Photojournalist Amber Bracken and documentary-maker Michael Toledano were embedded with indigenous groups when they were arrested on November 19 while covering a protest against a natural gas pipeline in Wet’suwet’en, northern British Columbia. They were released on November 22 and will appear in court in February 2022, charged with contempt.
Amber Bracken received the Charles Bury Award last year, and was working for daily The Narwhal during the protest. She had also worked for the Guardian. Michael Toledano had worked for Al Jazeera and Vice news.
CWA Canada President Martin O’Hanlon called the charges "a gross violation of press freedom".
"The arrest of even one journalist is an assault on freedom of the press - and democracy. This sorry incident hurts Canada’s reputation and emboldens despots abroad who will use it to justify their actions. Charges must be dropped and an apology issued," he said.

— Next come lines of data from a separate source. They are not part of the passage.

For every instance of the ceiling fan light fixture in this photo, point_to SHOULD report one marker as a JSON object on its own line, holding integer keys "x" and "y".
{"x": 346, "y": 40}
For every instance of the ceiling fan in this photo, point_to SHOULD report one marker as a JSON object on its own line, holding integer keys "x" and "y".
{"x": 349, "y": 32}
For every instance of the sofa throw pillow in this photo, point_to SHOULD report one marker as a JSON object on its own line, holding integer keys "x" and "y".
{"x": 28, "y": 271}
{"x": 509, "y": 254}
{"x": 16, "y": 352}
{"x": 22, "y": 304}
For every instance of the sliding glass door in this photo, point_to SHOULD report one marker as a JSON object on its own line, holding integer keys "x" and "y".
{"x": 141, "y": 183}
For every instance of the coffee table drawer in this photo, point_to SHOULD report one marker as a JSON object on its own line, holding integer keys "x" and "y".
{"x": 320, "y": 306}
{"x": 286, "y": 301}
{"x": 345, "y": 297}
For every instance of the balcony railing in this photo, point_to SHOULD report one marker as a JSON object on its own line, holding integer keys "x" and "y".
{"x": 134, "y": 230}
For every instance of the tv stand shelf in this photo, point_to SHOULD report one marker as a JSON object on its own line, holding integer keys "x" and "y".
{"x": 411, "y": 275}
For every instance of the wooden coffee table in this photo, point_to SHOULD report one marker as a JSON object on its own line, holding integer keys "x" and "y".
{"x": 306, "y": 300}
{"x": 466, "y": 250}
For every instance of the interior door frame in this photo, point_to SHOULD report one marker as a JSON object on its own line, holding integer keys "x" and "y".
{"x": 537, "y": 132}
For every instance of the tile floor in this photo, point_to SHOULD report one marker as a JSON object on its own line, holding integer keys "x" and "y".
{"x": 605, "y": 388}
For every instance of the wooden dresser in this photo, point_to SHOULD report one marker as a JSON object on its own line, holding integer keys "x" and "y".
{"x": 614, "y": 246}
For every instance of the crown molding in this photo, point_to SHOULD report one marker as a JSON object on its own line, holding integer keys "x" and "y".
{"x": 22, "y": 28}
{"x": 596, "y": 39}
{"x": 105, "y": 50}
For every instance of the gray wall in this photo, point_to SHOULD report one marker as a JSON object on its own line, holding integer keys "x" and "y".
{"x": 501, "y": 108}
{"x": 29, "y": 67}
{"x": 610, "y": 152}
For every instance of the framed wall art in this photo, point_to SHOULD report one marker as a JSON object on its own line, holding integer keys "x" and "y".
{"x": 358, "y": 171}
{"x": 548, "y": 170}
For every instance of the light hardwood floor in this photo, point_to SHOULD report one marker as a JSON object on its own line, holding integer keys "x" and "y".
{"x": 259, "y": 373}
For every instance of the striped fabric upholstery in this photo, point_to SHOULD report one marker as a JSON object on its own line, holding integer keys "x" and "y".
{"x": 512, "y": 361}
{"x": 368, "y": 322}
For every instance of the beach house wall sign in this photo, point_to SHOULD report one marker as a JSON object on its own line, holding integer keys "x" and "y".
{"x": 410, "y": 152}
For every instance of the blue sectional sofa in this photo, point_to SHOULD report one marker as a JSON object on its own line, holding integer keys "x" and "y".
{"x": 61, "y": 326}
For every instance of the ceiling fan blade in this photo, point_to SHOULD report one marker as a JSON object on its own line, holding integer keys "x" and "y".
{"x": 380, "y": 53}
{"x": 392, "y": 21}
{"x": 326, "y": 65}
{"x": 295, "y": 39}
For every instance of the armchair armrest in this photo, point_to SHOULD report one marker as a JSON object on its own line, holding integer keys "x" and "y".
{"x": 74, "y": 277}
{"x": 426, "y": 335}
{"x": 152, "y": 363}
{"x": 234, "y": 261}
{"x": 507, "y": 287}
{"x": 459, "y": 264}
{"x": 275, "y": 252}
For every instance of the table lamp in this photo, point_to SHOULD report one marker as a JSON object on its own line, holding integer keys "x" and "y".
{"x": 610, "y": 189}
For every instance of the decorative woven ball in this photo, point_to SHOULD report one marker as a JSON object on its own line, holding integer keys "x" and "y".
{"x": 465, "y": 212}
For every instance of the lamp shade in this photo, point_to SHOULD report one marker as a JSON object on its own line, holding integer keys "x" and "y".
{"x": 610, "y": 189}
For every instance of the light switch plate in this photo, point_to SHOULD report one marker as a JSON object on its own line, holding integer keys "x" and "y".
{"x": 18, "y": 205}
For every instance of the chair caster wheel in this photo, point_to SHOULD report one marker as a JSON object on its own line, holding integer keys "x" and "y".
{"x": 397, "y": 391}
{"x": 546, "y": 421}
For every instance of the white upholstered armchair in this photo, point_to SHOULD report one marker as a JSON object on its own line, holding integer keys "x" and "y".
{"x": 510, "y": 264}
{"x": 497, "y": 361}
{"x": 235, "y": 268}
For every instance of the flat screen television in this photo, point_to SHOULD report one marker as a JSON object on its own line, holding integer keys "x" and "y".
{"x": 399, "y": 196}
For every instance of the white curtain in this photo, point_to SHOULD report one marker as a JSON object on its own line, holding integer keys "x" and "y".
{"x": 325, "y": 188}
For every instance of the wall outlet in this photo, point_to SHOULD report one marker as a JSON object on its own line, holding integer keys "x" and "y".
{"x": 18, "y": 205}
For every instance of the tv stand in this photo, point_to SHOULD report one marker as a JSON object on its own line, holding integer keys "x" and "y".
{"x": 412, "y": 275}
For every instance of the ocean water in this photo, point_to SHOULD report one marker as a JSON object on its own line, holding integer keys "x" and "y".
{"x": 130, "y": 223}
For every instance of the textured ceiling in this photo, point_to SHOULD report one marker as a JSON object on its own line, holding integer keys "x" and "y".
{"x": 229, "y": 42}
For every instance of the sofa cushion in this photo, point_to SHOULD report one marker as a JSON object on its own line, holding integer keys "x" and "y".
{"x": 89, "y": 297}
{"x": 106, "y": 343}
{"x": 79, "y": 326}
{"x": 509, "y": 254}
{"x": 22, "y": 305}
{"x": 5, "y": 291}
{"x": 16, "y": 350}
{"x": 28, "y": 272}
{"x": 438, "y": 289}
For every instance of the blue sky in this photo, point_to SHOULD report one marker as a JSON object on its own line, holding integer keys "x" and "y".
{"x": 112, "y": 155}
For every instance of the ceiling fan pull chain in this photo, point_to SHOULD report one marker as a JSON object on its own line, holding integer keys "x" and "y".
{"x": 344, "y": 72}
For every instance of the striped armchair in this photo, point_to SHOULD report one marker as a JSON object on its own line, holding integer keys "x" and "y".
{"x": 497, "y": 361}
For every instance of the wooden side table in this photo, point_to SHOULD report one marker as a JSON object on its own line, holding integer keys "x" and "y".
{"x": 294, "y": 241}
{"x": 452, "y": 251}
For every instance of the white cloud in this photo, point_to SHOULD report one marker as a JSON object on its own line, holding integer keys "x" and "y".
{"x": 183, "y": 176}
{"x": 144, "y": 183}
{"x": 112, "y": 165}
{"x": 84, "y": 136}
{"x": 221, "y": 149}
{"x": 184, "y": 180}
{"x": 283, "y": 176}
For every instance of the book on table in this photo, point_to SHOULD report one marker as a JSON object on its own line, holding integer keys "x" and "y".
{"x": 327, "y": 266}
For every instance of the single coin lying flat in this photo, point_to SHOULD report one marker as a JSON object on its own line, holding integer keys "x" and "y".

On November 22, The Narwhal published an article stating that the journalists’ were also being tracked by the RCMP (Royal Canadian Mounted Police).
Jennifer Moreau, Unifor Media Council chair and a member of the IFJ executive said: "This case is extremely disturbing, and now we’ve learned that the RCMP were also collecting information on these two journalists before they were arrested. It is an attack on press freedom when police throw journalists in jail for covering a story. It is not a crime to be embedded with sources, nor is it a crime to report from an injunction zone. The RCMP know this, and they have not given a valid reason for the arrests.”
IFJ General Secretary, Anthony Bellanger, said: “This is not acceptable. Not only have these journalists been arrested while doing their work and covering a matter of public interest in Canada but they were held for three days and now have to appear in court. The charges should be dropped immediately. The RCMP needs to stop arresting journalists and restricting their movement.”